I'm spending part of my evening tonight making a big bowl of fruit salad to take to the first of two baby showers that I'll be attending over the next three days. I haven't been to a baby shower ever in 38 years, but after joining two moms' play groups, BAM! Two in a row. For the first, the entire play group was invited, and I thought, "Oh, they don't really mean me. That would just be awkward." But then I was explicitly, specifically invited and encouraged to attend.

I even tossed the apple chunks in lemon juice to prevent browning.

I guess the second shower doesn't really count, because it's for BFF and his girlfriend, and it's being billed more as a celebration than a shower, with gifts not necessary, but still. It's a shower. My second in three days.

There are clear differences in how the moms' groups and the dads' groups operate. For instance, the moms show up in numbers, and the dads show up in ones or twos. The moms host play dates in their homes, and the dads stick to the playgrounds.
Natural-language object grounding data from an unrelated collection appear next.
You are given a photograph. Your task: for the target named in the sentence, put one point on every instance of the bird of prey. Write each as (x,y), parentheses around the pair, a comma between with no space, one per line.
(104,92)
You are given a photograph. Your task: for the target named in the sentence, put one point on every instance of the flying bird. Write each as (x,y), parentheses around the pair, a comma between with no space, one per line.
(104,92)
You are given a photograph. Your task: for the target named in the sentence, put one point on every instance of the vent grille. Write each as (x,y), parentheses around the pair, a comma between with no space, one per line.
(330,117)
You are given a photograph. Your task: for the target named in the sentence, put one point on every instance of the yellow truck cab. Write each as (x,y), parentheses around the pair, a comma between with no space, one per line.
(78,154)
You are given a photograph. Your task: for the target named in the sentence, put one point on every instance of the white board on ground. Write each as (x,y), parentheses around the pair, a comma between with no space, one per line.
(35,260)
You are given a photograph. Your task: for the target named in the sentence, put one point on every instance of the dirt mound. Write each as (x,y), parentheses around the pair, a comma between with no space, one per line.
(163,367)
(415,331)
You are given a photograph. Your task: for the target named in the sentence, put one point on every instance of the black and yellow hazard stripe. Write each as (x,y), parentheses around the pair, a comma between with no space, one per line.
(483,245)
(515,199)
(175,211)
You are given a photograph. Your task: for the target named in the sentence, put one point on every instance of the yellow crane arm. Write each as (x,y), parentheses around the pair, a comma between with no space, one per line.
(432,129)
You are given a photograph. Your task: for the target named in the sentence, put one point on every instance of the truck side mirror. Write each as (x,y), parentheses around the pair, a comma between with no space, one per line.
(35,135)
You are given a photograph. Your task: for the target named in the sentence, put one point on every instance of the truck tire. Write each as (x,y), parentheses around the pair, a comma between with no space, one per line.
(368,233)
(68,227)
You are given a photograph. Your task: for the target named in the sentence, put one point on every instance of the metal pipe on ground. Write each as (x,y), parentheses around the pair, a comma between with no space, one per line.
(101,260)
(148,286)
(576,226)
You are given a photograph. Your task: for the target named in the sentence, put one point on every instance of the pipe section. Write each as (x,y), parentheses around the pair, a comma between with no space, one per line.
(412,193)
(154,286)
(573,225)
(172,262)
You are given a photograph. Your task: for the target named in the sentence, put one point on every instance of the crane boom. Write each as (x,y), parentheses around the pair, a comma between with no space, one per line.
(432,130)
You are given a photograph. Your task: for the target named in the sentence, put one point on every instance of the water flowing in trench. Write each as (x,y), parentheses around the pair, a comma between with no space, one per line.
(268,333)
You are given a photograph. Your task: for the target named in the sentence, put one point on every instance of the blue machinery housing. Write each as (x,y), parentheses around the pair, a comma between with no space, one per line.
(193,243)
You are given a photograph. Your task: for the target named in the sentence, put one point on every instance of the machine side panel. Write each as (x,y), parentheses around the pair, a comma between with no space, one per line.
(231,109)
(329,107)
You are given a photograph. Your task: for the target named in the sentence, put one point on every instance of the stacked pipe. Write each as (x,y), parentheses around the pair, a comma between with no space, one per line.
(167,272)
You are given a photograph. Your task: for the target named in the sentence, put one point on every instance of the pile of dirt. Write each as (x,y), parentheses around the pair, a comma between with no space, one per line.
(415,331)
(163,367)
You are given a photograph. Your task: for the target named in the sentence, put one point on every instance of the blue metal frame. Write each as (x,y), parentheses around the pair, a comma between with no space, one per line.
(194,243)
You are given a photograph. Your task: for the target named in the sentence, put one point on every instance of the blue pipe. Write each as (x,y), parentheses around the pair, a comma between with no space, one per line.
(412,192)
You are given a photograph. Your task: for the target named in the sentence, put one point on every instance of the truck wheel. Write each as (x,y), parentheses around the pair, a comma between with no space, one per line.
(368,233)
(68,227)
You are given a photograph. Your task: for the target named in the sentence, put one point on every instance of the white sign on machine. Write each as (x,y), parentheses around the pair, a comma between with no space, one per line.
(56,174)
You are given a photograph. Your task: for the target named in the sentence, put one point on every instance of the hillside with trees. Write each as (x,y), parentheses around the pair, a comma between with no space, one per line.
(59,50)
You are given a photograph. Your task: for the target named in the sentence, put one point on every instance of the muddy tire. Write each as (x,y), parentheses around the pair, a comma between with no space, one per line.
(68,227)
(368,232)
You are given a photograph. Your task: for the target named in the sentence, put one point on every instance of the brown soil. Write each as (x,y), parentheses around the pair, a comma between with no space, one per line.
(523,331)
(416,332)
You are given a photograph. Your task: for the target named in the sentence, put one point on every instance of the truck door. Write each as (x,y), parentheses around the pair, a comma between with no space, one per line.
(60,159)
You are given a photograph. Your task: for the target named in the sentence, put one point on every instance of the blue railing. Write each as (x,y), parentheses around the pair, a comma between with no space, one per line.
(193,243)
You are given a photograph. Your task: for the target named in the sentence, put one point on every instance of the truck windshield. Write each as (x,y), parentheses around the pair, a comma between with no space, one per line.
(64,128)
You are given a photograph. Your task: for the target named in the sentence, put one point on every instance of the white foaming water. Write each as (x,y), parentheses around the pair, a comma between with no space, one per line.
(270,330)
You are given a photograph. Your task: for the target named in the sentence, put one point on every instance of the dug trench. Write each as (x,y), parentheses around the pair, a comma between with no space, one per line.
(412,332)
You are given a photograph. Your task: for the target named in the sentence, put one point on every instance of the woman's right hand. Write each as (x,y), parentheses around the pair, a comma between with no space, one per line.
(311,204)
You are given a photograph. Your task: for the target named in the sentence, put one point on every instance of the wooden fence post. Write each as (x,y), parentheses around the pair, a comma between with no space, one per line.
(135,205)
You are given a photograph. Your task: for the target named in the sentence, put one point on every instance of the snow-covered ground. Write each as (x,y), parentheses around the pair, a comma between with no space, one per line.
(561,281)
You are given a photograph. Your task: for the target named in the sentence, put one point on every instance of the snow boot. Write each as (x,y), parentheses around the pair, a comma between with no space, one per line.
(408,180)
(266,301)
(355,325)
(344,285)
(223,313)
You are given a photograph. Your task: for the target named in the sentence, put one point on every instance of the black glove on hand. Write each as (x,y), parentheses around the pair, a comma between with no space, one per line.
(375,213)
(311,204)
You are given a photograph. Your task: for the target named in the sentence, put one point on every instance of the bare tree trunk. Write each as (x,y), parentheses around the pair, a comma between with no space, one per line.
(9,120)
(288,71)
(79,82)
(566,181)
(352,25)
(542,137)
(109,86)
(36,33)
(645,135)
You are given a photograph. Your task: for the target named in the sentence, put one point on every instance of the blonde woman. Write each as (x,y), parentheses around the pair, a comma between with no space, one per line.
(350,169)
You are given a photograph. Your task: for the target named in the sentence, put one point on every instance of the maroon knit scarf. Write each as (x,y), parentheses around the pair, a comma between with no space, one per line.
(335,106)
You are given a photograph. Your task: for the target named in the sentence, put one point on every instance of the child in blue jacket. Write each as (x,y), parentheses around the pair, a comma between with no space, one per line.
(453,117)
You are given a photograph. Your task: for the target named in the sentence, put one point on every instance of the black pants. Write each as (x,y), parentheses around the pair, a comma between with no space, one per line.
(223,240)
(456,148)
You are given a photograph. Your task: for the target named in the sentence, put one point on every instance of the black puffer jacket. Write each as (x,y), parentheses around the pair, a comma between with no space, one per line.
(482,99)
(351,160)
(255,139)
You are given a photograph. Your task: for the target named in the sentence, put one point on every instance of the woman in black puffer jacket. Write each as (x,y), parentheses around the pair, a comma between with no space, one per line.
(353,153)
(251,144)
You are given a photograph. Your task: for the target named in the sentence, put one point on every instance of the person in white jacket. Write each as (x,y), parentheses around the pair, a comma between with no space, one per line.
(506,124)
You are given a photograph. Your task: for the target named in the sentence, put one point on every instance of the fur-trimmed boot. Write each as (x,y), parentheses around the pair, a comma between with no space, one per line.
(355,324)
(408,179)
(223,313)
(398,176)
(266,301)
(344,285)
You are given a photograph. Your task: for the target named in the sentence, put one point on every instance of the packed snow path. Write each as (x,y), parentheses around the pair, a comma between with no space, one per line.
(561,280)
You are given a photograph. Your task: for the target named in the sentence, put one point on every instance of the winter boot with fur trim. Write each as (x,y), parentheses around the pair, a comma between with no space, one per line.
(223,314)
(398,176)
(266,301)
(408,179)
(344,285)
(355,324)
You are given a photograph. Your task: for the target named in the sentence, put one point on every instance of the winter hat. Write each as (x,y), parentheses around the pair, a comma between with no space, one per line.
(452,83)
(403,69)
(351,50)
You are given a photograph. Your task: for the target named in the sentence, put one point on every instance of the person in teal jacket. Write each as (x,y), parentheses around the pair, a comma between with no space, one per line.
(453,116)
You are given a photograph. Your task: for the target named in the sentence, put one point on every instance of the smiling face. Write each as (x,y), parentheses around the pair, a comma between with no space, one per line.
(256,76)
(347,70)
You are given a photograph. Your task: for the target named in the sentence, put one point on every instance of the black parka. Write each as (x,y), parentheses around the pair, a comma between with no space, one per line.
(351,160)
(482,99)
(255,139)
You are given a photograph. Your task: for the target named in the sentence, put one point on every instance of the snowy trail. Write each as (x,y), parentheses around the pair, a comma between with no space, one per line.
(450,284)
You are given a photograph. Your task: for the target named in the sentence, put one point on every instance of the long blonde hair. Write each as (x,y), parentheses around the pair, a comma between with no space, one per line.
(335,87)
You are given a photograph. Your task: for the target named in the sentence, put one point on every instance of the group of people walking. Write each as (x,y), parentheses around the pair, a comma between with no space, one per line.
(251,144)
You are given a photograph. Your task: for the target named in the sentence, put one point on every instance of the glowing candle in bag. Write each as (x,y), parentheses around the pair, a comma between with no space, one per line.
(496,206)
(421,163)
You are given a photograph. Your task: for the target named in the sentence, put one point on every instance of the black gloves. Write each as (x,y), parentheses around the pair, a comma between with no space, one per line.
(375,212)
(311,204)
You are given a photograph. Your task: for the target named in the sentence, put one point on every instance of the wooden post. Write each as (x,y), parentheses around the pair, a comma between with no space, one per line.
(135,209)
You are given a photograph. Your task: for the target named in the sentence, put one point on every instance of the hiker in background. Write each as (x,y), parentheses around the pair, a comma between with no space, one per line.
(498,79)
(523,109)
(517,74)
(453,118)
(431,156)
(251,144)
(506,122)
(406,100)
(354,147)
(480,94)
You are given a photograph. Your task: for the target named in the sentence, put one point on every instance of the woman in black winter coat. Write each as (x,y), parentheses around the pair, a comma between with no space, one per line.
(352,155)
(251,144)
The dads venture all over two counties, and the moms return to the neighborhood playgrounds again and again.

The biggest difference, though, and perhaps the most disconcerting? In a couple of years of dads' group play dates, breastfeeding has never come up. Not once has a bare breast suddenly appeared in the middle of a conversation. With the moms, it's happening with somewhat alarming frequency. I like to think of myself as a hip, modern man with no philosophical objections to breastfeeding in public, and I like to believe that there's nothing erotic about the use of the breast for the sustenance of children, but somehow, when I'm having a pleasant conversation with a woman and she suddenly pulls her top down, it's a little distracting. I think I'm playing it off okay, but it sends my brain into a little bit of a spin. Should I just not look at her, pretend to be fascinated by what Thumper's doing over there on the other side of the room, even though she's still talking, and talking to me? If I don't look, does that make it even more obvious that I'm discombobulated? Can I continue to ignore that one voice in the back of my head that's yelling, "It's a boob! It's bare! Look at it!" and still hold eye contact?

And am I glad, or maybe just a little bummed out, that I'm so non-threatening that these moms seem to give not a second thought to whipping it out in front of me?